Berlin. „Mit freiwilligen Maßnahmen der Arbeitgeber kommen wir nicht weiter“, erklärt der AWO Bundesvorsitzende Wolfgang Stadler die Unterstützung der AWO für die Gesetzesinitiative der SPD, die per Gesetz und notfalls mit Bußgeldern eine gleiche Bezahlung von Männern und Frauen durchsetzen will. „Offensichtlich geht es nicht ohne staatliche Regulierung“, erklärt Stadler, denn obwohl ungleiche Bezahlung eigentlich bereits durch das Allgemeine Gleichbehandlungsgesetz (AGG) und das Europarecht untersagt ist, herrscht in Deutschland zwischen den Geschlechtern ein Lohngefälle von durchschnittlichen 23 Prozent.

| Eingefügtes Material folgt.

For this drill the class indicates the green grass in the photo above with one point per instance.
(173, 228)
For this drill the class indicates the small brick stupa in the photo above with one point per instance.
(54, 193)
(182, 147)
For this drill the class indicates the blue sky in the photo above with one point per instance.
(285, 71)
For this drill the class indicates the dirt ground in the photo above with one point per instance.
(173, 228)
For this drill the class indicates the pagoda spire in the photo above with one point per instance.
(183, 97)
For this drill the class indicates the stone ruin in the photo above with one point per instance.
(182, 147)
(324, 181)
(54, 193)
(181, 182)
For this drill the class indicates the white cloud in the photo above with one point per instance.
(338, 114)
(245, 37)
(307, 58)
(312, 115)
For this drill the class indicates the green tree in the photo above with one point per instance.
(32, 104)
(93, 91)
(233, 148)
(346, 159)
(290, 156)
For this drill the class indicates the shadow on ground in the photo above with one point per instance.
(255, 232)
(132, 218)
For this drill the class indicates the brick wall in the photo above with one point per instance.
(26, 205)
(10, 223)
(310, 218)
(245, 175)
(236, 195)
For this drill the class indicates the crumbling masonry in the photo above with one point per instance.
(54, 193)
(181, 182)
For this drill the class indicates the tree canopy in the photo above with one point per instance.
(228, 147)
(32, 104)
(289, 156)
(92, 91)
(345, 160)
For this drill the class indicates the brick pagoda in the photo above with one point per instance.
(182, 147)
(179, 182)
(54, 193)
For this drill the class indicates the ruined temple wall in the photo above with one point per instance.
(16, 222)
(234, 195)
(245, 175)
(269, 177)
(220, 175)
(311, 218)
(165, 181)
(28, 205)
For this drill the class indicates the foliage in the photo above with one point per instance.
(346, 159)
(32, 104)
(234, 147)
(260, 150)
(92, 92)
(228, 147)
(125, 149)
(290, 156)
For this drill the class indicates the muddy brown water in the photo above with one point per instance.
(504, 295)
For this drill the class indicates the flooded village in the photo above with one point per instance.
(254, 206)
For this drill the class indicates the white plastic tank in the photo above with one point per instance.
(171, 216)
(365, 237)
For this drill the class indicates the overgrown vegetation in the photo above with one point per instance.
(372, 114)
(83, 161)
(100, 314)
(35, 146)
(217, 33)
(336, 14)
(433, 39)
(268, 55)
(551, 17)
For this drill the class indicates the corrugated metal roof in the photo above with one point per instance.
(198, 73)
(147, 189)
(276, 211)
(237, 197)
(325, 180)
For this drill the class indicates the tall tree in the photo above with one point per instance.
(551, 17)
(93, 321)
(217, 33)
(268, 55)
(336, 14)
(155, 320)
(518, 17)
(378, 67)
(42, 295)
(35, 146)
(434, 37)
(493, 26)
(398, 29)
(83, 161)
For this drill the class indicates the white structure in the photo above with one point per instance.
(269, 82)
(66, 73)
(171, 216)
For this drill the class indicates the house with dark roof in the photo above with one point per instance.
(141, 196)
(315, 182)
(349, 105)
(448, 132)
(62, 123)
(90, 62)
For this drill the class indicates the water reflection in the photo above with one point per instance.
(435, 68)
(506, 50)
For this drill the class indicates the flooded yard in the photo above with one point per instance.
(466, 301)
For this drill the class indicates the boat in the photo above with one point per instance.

Dreh- und Angelpunkt des Gesetzes ist eine transparente Gehaltsstruktur, die von Unternehmen zukünftig offengelegt werden soll. „Auch wenn der vorliegende Gesetzentwurf noch nicht alle Details geklärt hat, ist die Richtung richtig und wichtig. Wir hoffen, dass ein solches Gesetz schon bald politische Mehrheiten findet“, betont Stadler. Zudem regt er an, die deutsche Antidiskriminierungsstelle zu einer Ombudsstelle nach schwedischem Vorbild auszubauen. Dafür müsste sie in jedem Fall über deutlich mehr Ressourcen verfügen, denn nur so kann tatsächlich dafür gesorgt werden, dass niemand wegen seines Geschlechts, Alters, Herkunft oder anderer persönlicher Merkmale diskriminiert wird.